Cardinality of the set of all functions

[ribbon]

Homework Statement

What is the cardinality of the set of all functions from N to {1,2}?

Homework Equations

The Attempt at a Solution

I know the cardinality of the set of all functions coincides with the respective power set (I think) so 2^n where n is the size of the set. The cardinality of N is aleph-nought, and its power set, 2^aleph nought.

However what limitations does mapping to a finite (2 elements) set here expose us to?

 

[pasmith]

Homework Statement

What is the cardinality of the set of all functions from N to {1,2}?

Homework Equations

The Attempt at a Solution

I know the cardinality of the set of all functions coincides with the respective power set (I think) so 2^n where n is the size of the set. The cardinality of N is aleph-nought, and its power set, 2^aleph nought.

However what limitations does mapping to a finite (2 elements) set here expose us to?

This would be one of those circumstances in which it is essential to use the formal definition of a function F from A to B as being a subset of A \times B with the property that for each a \in A there is exactly one b \in B such that (a,b) \in F.

Thus there are at most as many functions from \mathbb{N} to \{1,2\} as there are subsets of \mathbb{N} \times \{1,2\}.

 

[ribbon]

This would be one of those circumstances in which it is essential to use the formal definition of a function F from A to B as being a subset of A \times B with the property that for each a \in A there is exactly one b \in B such that (a,b) \in F.

Thus there are at most as many functions from \mathbb{N} to \{1,2\} as there are subsets of \mathbb{N} \times \{1,2\}.

Interesting well I know the set N has 2^(aleph nought) subsets and the set S = {1, 2} has 2^2 subsets, so am I correct when I say:

2^(aleph nought) x 2^2 = 2^(aleph nought + 2)?

Also I am trying to more so understand your explanation of the equivalence of a function from A to B to a subset AxB? Is there anyway you could dumb that down a little more for me? Much appreciated!

 

[haruspex]

Also I am trying to more so understand your explanation of the equivalence of a function from A to B to a subset AxB? Is there anyway you could dumb that down a little more for me? Much appreciated!

Any function f:A→B defines a subset S of AxB consisting of the pairs {(a, f(a)):a in A}. S has the property that given a in A there exists a unique (a, b) in S.
Conversely, any subset of AxB with this property defines a function A→B, and two different such sets will define two different functions.

 

[pasmith]

Interesting well I know the set N has 2^(aleph nought) subsets and the set S = {1, 2} has 2^2 subsets, so am I correct when I say:

2^(aleph nought) x 2^2 = 2^(aleph nought + 2)?

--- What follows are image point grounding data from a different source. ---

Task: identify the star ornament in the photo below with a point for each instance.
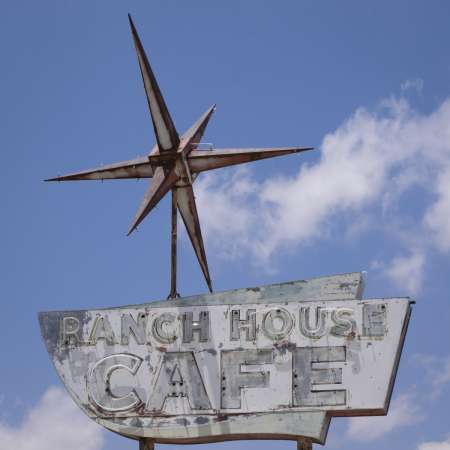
(173, 165)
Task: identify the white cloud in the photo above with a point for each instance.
(412, 83)
(54, 423)
(404, 411)
(366, 169)
(443, 445)
(407, 271)
(437, 218)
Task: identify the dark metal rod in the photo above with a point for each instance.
(173, 253)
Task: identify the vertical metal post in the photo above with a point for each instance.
(146, 444)
(173, 252)
(304, 444)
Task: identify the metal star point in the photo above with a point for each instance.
(173, 165)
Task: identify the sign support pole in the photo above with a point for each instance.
(146, 444)
(304, 444)
(173, 252)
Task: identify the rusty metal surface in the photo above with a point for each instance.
(243, 364)
(174, 162)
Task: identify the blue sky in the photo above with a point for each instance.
(367, 84)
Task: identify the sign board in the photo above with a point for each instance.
(269, 362)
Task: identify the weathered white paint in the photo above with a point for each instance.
(271, 362)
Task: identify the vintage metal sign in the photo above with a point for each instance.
(270, 362)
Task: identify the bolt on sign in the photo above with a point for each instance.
(275, 362)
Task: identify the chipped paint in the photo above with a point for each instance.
(272, 362)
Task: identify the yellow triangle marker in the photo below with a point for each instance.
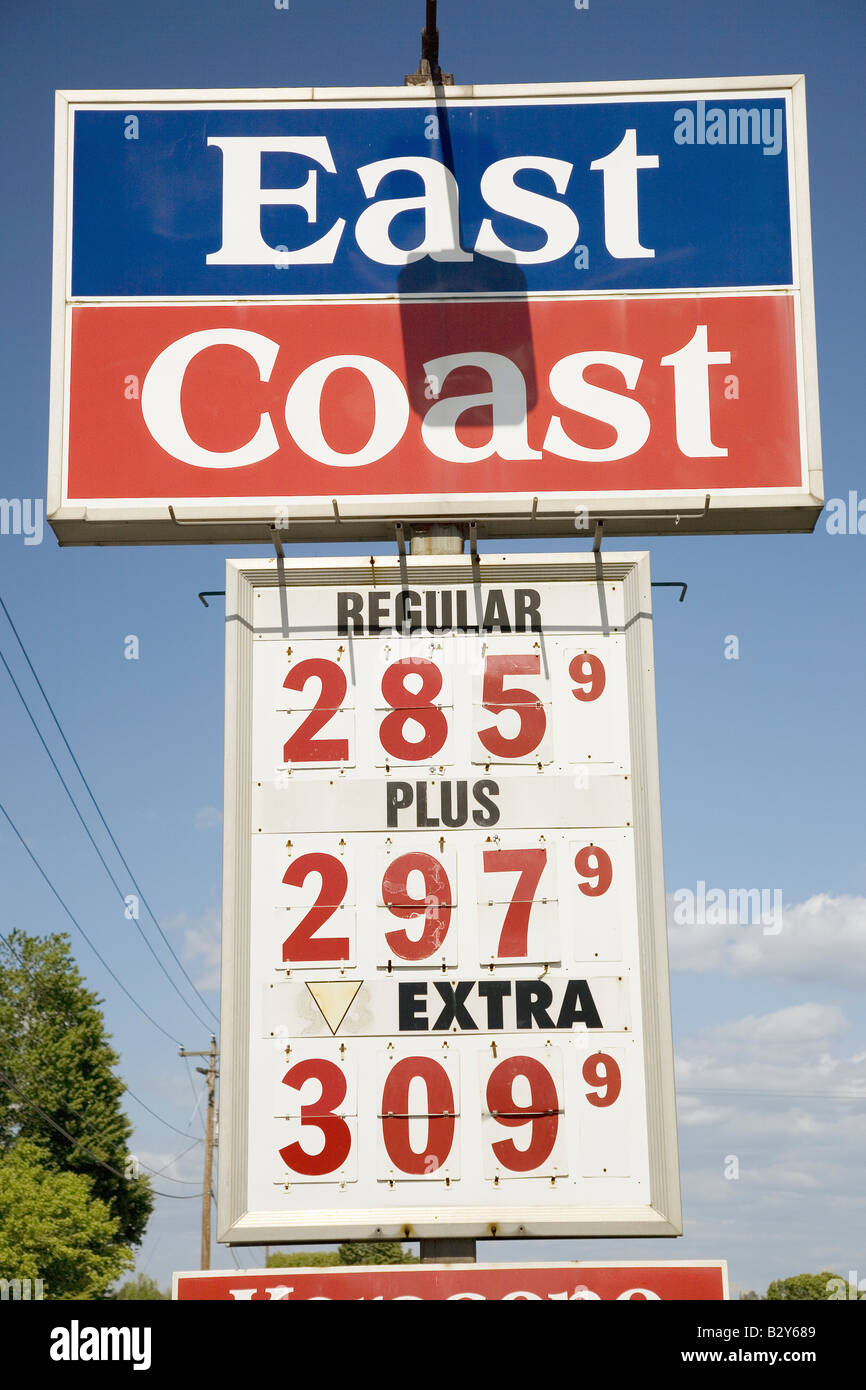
(334, 1000)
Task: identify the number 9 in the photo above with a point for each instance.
(602, 1072)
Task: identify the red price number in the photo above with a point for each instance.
(541, 1112)
(439, 1114)
(303, 747)
(434, 905)
(526, 705)
(337, 1136)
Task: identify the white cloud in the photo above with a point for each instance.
(822, 940)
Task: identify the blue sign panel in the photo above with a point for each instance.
(399, 199)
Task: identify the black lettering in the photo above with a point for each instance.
(577, 993)
(445, 610)
(452, 818)
(489, 811)
(531, 1000)
(407, 612)
(398, 797)
(494, 991)
(455, 1008)
(412, 1007)
(349, 606)
(527, 605)
(462, 623)
(424, 822)
(377, 602)
(495, 613)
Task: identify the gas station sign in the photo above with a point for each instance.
(534, 307)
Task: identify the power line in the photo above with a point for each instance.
(182, 1133)
(41, 987)
(182, 1197)
(102, 858)
(77, 923)
(157, 1172)
(132, 879)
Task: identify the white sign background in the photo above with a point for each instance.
(325, 797)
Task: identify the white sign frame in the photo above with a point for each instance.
(660, 1214)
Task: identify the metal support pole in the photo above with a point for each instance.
(210, 1072)
(444, 1250)
(444, 540)
(437, 540)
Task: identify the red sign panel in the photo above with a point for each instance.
(548, 398)
(456, 1283)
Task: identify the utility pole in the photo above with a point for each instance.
(210, 1072)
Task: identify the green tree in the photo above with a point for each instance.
(54, 1054)
(350, 1253)
(52, 1228)
(374, 1253)
(139, 1289)
(804, 1286)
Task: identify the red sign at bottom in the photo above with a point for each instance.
(619, 1280)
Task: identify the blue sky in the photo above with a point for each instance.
(763, 758)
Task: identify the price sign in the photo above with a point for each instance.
(445, 995)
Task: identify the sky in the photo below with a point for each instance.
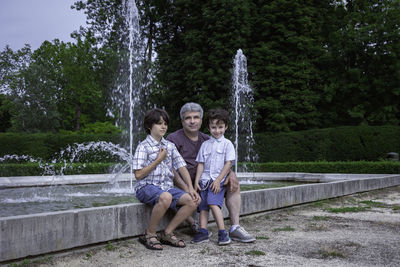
(35, 21)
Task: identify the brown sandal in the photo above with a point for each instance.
(145, 240)
(171, 240)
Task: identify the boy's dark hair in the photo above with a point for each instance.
(153, 116)
(220, 115)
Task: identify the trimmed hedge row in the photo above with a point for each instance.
(33, 169)
(370, 143)
(351, 143)
(351, 167)
(47, 146)
(359, 167)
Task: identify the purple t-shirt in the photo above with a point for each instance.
(188, 148)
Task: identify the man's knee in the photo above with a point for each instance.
(165, 199)
(187, 200)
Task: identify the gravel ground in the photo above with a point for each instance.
(364, 230)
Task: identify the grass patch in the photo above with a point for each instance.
(373, 203)
(320, 203)
(331, 254)
(249, 187)
(283, 229)
(110, 246)
(346, 209)
(321, 218)
(255, 253)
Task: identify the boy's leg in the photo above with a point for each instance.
(217, 213)
(204, 214)
(159, 210)
(233, 203)
(187, 207)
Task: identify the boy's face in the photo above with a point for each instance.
(191, 122)
(217, 128)
(159, 129)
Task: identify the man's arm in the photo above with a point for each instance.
(178, 182)
(142, 173)
(186, 177)
(199, 172)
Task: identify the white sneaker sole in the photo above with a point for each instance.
(243, 240)
(202, 241)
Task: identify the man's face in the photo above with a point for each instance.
(191, 122)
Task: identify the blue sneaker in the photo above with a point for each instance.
(201, 237)
(223, 238)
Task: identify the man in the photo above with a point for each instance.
(188, 141)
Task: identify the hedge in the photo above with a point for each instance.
(351, 167)
(352, 143)
(359, 167)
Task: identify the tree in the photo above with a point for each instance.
(364, 58)
(195, 44)
(283, 63)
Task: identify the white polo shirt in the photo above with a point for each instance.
(214, 153)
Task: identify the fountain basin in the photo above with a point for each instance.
(25, 235)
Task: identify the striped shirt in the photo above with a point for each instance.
(146, 153)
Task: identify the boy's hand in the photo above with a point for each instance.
(197, 187)
(232, 181)
(195, 196)
(162, 154)
(215, 186)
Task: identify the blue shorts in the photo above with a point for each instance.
(209, 198)
(149, 194)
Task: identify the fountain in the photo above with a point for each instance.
(242, 101)
(45, 232)
(126, 108)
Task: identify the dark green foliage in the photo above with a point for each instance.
(361, 167)
(47, 146)
(332, 144)
(34, 169)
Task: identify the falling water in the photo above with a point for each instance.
(242, 100)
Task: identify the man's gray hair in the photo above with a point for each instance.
(191, 107)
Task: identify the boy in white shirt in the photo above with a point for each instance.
(214, 159)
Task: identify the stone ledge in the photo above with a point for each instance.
(25, 235)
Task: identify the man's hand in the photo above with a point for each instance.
(162, 154)
(215, 186)
(233, 182)
(195, 196)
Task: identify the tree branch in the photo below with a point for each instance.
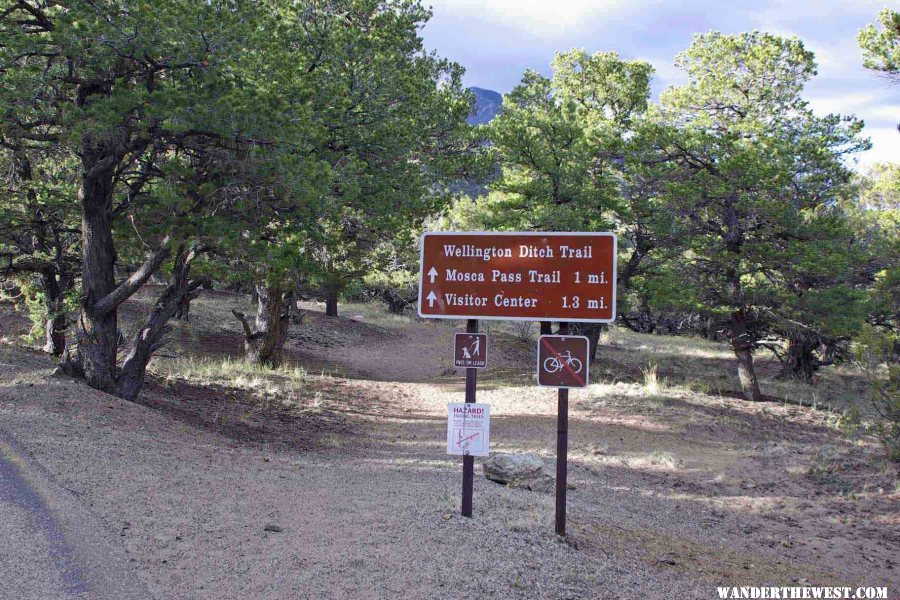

All one can say is that the number of such functions is at most the cardinality of 2^{\mathbb{N} \times \{1,2\}}, which is uncountable by the diagonalization argument. But that is consistent with the possibility that the collection of those subsets of \mathbb{N} \times \{1,2\} which satisfy the condition to be a function is countable.

But there exists a bijection 2^\mathbb{N} \to \{f : \mathbb{N} \to \{1,2\}\}, so the number of such functions is exactly the cardinality of 2^{\mathbb{N}}. (To find the bijection, consider the subset of \mathbb{N} on which a function takes the value 1.)